A Young Gun in the Swing Era
During the vibrant 1930s, Maxwell’s precocious talent found him working alongside some of the biggest names in jazz: Gil Evans, Jimmy Dorsey, vocalist Maxine Sullivan, and bandleader Skinnay Ennis. His big break came when he joined the prestigious Benny Goodman Orchestra—a gig that announced his arrival as a world-class player.

The Golden Age of Television
In 1943, Maxwell transitioned to what would become a legendary three-decade run as a studio musician for NBC. Night after night, his trumpet graced America’s living rooms through The Perry Como Show, The Patti Page Show, The Pat Boone Show, and The Tonight Show. While many musicians might have settled into such comfortable work, Maxwell’s restless talent demanded more.

A Secret Weapon on Countless Sessions
Maxwell’s studio work was merely the foundation. In 1962, he toured the Soviet Union during the height of the Cold War—music as cultural diplomacy. He appeared on hundreds of recordings and commercials, becoming one of those invisible giants whose sound defined an era. As a sideman, he lent his brilliant tone to sessions with Woody Herman, Count Basie, Duke Ellington, Oliver Nelson, Gerry Mulligan, Maynard Ferguson, Quincy Jones, the New York Jazz Repertory Company, and Chuck Israels’ National Jazz Ensemble.

That Haunting Solo
Perhaps Maxwell’s most iconic moment came when he played the unforgettable trumpet solo for The Godfather soundtrack—that lonely, haunting theme that perfectly captured the film’s operatic melancholy. Millions heard it; few knew the master behind it.

Full Circle
Later in life, Maxwell returned to his roots, working with Dixieland jazz and swing ensembles and even reuniting with Benny Goodman for nostalgic performances. In 1977, he finally stepped into the spotlight as a leader, recording a session for Circle Records—a rare glimpse of Maxwell unfiltered.

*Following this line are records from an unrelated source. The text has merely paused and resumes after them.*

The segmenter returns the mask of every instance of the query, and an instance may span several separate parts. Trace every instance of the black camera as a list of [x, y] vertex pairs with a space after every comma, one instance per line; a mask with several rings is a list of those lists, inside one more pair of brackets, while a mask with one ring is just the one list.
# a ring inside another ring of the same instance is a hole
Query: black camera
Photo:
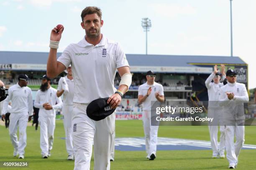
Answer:
[[8, 89], [3, 87], [0, 87], [0, 102], [5, 99], [8, 95]]

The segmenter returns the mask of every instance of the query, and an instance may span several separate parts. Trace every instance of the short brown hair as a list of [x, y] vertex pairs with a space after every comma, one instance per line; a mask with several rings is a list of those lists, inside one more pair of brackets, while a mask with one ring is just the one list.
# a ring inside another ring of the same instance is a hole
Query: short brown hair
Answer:
[[84, 22], [84, 18], [87, 14], [97, 14], [100, 20], [101, 20], [101, 16], [102, 13], [101, 10], [98, 7], [87, 7], [84, 9], [81, 14], [81, 17], [82, 18], [82, 21]]

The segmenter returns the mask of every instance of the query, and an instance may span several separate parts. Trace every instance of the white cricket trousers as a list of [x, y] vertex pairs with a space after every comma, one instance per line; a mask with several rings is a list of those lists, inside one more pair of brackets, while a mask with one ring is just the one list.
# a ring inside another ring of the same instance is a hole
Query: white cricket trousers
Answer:
[[146, 150], [148, 156], [152, 153], [156, 155], [157, 145], [157, 132], [159, 126], [151, 125], [151, 112], [142, 112], [142, 121], [146, 142]]
[[[236, 165], [238, 163], [238, 156], [245, 141], [244, 126], [238, 126], [237, 125], [225, 127], [227, 159], [229, 165]], [[235, 135], [236, 143], [234, 143]]]
[[115, 112], [95, 121], [86, 114], [86, 104], [73, 104], [74, 170], [89, 170], [94, 145], [94, 170], [110, 170], [110, 153], [115, 132]]
[[73, 138], [72, 138], [72, 115], [73, 105], [63, 105], [62, 112], [63, 113], [63, 124], [66, 135], [66, 148], [69, 155], [74, 155], [73, 148]]
[[[19, 155], [25, 154], [27, 145], [27, 125], [28, 119], [27, 112], [12, 113], [10, 115], [9, 133], [11, 141], [15, 149], [18, 150]], [[19, 141], [17, 136], [17, 130], [19, 127]]]
[[[114, 125], [115, 126], [115, 125]], [[114, 127], [115, 127], [115, 126]], [[113, 135], [113, 139], [111, 145], [111, 149], [110, 150], [110, 158], [115, 159], [115, 131], [114, 132]]]
[[40, 125], [40, 148], [41, 154], [48, 154], [52, 149], [54, 132], [55, 129], [55, 118], [39, 116], [38, 119]]
[[[213, 118], [212, 122], [210, 122], [208, 125], [209, 132], [210, 135], [211, 146], [212, 150], [212, 156], [224, 155], [225, 151], [225, 127], [220, 122], [222, 118], [222, 110], [220, 109], [209, 108], [208, 116]], [[220, 145], [218, 150], [218, 124], [220, 126]]]

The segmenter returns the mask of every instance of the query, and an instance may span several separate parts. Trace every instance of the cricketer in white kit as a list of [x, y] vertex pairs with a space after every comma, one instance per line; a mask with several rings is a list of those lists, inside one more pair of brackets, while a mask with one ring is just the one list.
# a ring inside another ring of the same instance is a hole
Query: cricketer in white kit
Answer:
[[74, 153], [73, 147], [73, 127], [72, 123], [74, 85], [71, 67], [68, 67], [65, 72], [68, 74], [65, 77], [61, 78], [59, 80], [57, 96], [60, 97], [63, 95], [62, 113], [66, 135], [66, 148], [68, 153], [67, 160], [72, 160]]
[[147, 82], [141, 85], [138, 90], [138, 102], [142, 104], [142, 120], [146, 140], [146, 158], [154, 160], [156, 155], [157, 132], [159, 126], [151, 125], [151, 102], [164, 101], [163, 86], [155, 82], [156, 74], [148, 71], [146, 75]]
[[[26, 132], [28, 121], [30, 121], [33, 113], [33, 101], [31, 89], [27, 87], [28, 78], [21, 74], [18, 77], [18, 82], [11, 86], [8, 90], [9, 95], [3, 101], [2, 116], [7, 112], [9, 102], [12, 102], [10, 115], [9, 132], [14, 150], [13, 156], [18, 153], [19, 158], [24, 158], [25, 148], [27, 145]], [[19, 140], [17, 131], [19, 127]]]
[[[225, 76], [225, 65], [221, 65], [221, 72]], [[208, 116], [213, 118], [212, 122], [209, 122], [208, 128], [210, 135], [211, 146], [212, 150], [212, 158], [219, 157], [224, 158], [225, 157], [225, 135], [224, 126], [221, 122], [223, 109], [218, 104], [219, 93], [220, 88], [224, 85], [223, 83], [220, 82], [220, 75], [217, 70], [217, 66], [214, 67], [213, 72], [210, 75], [205, 81], [205, 86], [208, 90], [209, 98], [208, 106]], [[213, 82], [211, 82], [212, 80]], [[220, 145], [218, 150], [218, 124], [220, 125]]]
[[228, 70], [226, 75], [228, 83], [220, 88], [220, 104], [224, 106], [227, 159], [229, 168], [234, 169], [238, 163], [238, 157], [245, 141], [243, 102], [248, 102], [249, 98], [245, 85], [236, 82], [236, 73], [234, 70]]
[[41, 79], [42, 85], [36, 93], [34, 106], [40, 109], [38, 120], [40, 125], [41, 154], [43, 158], [47, 158], [51, 156], [53, 145], [55, 109], [61, 108], [62, 101], [57, 97], [57, 90], [51, 86], [51, 79], [46, 75], [44, 75]]
[[[100, 33], [103, 24], [101, 16], [101, 11], [97, 7], [87, 7], [83, 10], [81, 25], [85, 30], [85, 36], [78, 43], [68, 45], [57, 60], [57, 49], [63, 29], [58, 33], [55, 27], [51, 35], [47, 75], [54, 78], [69, 64], [72, 68], [75, 170], [90, 170], [93, 142], [94, 169], [110, 169], [115, 114], [96, 121], [88, 117], [86, 108], [92, 100], [107, 97], [109, 97], [108, 103], [112, 108], [116, 108], [131, 83], [129, 65], [120, 45]], [[117, 69], [121, 78], [117, 90], [114, 86]]]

Though he eventually retired from recording and performing, Maxwell never stopped teaching. From 1950 until 2001—an astonishing fifty-one years—he passed on his knowledge to new generations of brass players. When he passed away on July 20, 2002, the world lost not just a brilliant musician, but a patient mentor who had helped shape the sound of American music for over seven decades.

If you’ve watched television, heard a commercial, or listened to jazz from the mid-20th century, you’ve almost certainly heard Jimmy Maxwell’s trumpet—even if you never knew his name.